We understand that a fixed price for each request might sound ideal for you as a client. But here are more reasons why we never offer fixed prices:
- Requirements change during development. This is natural, as all parties spend time thinking about how the system will be used. Foreseeing and estimating for such changes is hard, if not impossible.
- Fixed price jobs are often an administrative burden: time needs to be spent by project leaders to clarify whether or not a request is part of an earlier fixed-price requirement or not. This cost has to be passed along at some point of time. It is more constructive to focus efforts on delivering true value.
- A fixed estimate may end up being costlier because we need to spend time specifying exactly what to do, and what not to do, to minimize risk.
- Development risk getting delayed as change requests need new estimates which need approval from you. Temporarily moving a developer off a project while waiting for approval results in inefficiency.
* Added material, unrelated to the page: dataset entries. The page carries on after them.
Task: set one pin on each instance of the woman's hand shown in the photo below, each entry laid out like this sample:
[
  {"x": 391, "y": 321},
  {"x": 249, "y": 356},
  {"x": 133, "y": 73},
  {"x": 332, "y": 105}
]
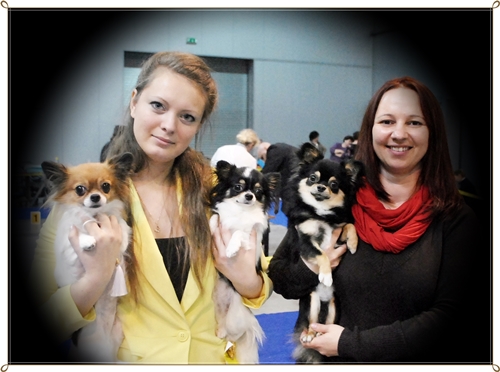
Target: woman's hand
[
  {"x": 239, "y": 269},
  {"x": 334, "y": 253},
  {"x": 99, "y": 263},
  {"x": 327, "y": 343}
]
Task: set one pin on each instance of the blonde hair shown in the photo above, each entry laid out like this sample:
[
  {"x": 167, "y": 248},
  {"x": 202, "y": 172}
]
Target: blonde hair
[{"x": 247, "y": 137}]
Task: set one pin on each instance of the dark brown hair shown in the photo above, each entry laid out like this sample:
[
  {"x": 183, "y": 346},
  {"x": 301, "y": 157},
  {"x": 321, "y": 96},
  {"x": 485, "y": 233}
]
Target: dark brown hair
[
  {"x": 191, "y": 167},
  {"x": 437, "y": 170}
]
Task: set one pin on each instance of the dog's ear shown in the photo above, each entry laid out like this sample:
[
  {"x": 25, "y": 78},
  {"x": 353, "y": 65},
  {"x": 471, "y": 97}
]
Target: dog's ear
[
  {"x": 274, "y": 182},
  {"x": 56, "y": 173},
  {"x": 355, "y": 171},
  {"x": 122, "y": 164},
  {"x": 309, "y": 154},
  {"x": 223, "y": 168}
]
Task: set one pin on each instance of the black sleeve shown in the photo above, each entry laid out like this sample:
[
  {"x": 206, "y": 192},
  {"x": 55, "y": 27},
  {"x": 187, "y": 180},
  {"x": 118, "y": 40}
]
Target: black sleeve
[
  {"x": 290, "y": 276},
  {"x": 456, "y": 327}
]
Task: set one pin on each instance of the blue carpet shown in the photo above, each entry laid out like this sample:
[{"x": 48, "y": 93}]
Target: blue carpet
[{"x": 277, "y": 347}]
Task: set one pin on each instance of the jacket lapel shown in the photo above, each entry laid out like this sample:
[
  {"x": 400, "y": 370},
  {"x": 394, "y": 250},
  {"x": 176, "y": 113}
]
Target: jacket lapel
[{"x": 150, "y": 258}]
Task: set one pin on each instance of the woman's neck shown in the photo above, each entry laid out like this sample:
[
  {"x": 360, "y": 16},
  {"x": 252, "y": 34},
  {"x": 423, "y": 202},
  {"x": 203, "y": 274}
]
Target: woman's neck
[
  {"x": 399, "y": 188},
  {"x": 159, "y": 201}
]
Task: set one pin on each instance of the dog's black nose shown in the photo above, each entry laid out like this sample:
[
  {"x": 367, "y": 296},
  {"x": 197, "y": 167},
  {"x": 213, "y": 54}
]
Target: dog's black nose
[{"x": 94, "y": 198}]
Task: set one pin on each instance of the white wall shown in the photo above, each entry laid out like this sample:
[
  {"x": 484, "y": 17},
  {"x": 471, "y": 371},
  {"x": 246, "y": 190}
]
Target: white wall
[{"x": 313, "y": 70}]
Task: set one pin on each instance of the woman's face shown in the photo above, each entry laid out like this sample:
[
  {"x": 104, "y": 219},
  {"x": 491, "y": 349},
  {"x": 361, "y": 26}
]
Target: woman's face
[
  {"x": 400, "y": 133},
  {"x": 167, "y": 115}
]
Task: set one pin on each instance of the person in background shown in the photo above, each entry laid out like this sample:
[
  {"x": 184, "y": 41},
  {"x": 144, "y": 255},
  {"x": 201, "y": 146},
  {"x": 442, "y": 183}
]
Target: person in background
[
  {"x": 404, "y": 296},
  {"x": 168, "y": 315},
  {"x": 262, "y": 154},
  {"x": 314, "y": 139},
  {"x": 239, "y": 154},
  {"x": 341, "y": 150}
]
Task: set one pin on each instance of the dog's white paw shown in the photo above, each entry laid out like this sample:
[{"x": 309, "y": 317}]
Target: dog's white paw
[
  {"x": 307, "y": 338},
  {"x": 87, "y": 242},
  {"x": 326, "y": 279}
]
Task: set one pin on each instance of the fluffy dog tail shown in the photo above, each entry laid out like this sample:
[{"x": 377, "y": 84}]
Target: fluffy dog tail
[{"x": 247, "y": 346}]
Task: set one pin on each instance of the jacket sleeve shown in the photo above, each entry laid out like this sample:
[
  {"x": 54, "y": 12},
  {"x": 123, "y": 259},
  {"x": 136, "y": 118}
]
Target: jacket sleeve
[
  {"x": 453, "y": 316},
  {"x": 290, "y": 275},
  {"x": 56, "y": 307}
]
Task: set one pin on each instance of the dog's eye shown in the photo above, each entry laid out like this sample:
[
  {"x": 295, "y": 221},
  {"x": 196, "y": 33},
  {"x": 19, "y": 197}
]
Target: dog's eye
[
  {"x": 258, "y": 191},
  {"x": 334, "y": 186},
  {"x": 105, "y": 187},
  {"x": 80, "y": 190}
]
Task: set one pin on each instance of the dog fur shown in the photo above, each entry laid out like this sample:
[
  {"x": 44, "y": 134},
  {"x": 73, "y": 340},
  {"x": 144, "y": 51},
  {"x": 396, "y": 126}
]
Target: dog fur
[
  {"x": 241, "y": 200},
  {"x": 320, "y": 194},
  {"x": 82, "y": 192}
]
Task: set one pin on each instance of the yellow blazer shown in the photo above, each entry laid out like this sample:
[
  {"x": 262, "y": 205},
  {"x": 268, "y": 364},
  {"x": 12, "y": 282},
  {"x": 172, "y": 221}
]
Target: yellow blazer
[{"x": 158, "y": 329}]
- Each software project is unique and an unknown number of research hours may be needed to clarify what exactly needs to be done and how long it will take. Let’s say it takes 10% and the very rough estimate of the full project is 2000 hours – the risk of investing that many hours for a project that might be turned down is usually prohibitive. This is one reason why basically all professional software developers today follow the agile development methodology where the key is to focus on estimating and developing one set of requirements (sprint) at a time.
- We bill all our clients hourly and we keep busy. Our selective recruitment process means that hiring talent is usually the bottleneck. Therefore we find it too high risk to take on a fixed price project.
But how can we control the budget on a non-fixed price project?
- LiteBreeze does a lot to make your project a success.
- We can provide estimates for one sprint at a time as per the agile development methodology and if you feel that not enough value for money has been provided in a specific sprint then immediately contact us to discuss. If we have failed to deliver within a reasonable number of hours, we can discount hours. We’re committed to a long-term relationship that is mutually beneficial.
- We suggest that both of us re-prioritize features frequently to make sure time is put into only the top priority tasks that give the most value per hour spent. Focus on High Impact Low Effort (HILE) tasks.
- Evaluate the reported progress and send us feedback on how well you feel the developers are doing.
- We keep developers’ performance high through frequent coaching.
- We have a radically transparent system and our aim is to make it easy for you to evaluate. You can at any time check how each hour is spent through our client portal and the daily/weekly billing notification emails. We update time overviews (timesheet summaries) daily.
When I personally contract third party consultants and experts, I don’t insist on a fixed price for these reasons, except for perhaps an initial limited project study to make an initial assessment of their skills.
Long term project success is more about recruiting the right software development team and coaching your software developers through feedback, rather than pushing for fixed price deliveries.